We encourage submissions to follow one of the six types of contributions outlined below (NB: in rare circumstances word limits may be exceeded with agreement from the guest editors):

  1. Research papers: Research papers are usually based on original empirical analyses, but may also be discursive critical essays. These papers are usually between 3,000 and 5,000 words.
  2. Research methods papers: These papers explore methodological innovations in the field and are usually between 3,000 and 5,000 words.
  3. Commentary: These papers explore in depth a particular topic or issue for debate, and may also include evidence and analysis. The Editor may invite expert responses to commentaries for publication in the same issue. Commentaries are usually between 2,500 and 4,000 words.

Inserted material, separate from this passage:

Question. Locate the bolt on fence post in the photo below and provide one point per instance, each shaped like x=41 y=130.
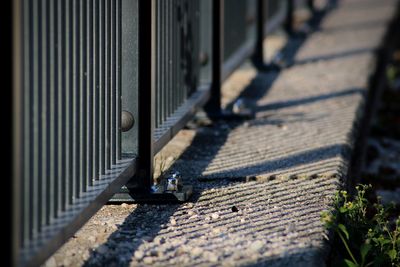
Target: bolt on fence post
x=143 y=180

  4. Viewpoint: Short comments and opinion pieces of up to 1,200 words which raise an issue for discussion, or comprise a case report on an issue relevant to research, policy, or practice.
  5. Policy or historical analysis: These are focused specifically around contemporary or historical analyses of policies and their impacts, and are usually between 3,000 and 5,000 words.
  6. Review: These papers seek to review systematically a particular area of research, intervention, or policy. Reviews are usually between 4,000 and 8,000 words.

Abstracts should be emailed to alisher_latypov@hotmail.com and robert@burnet.edu.au  by April 11, 2013. The email subject heading should read “IJDP Special Issue”. The editors will inform authors by May 11, 2013, whether to proceed to full submission. If selected, complete manuscripts will be due August 11, 2013. All manuscripts are subject to the normal IJDP peer review.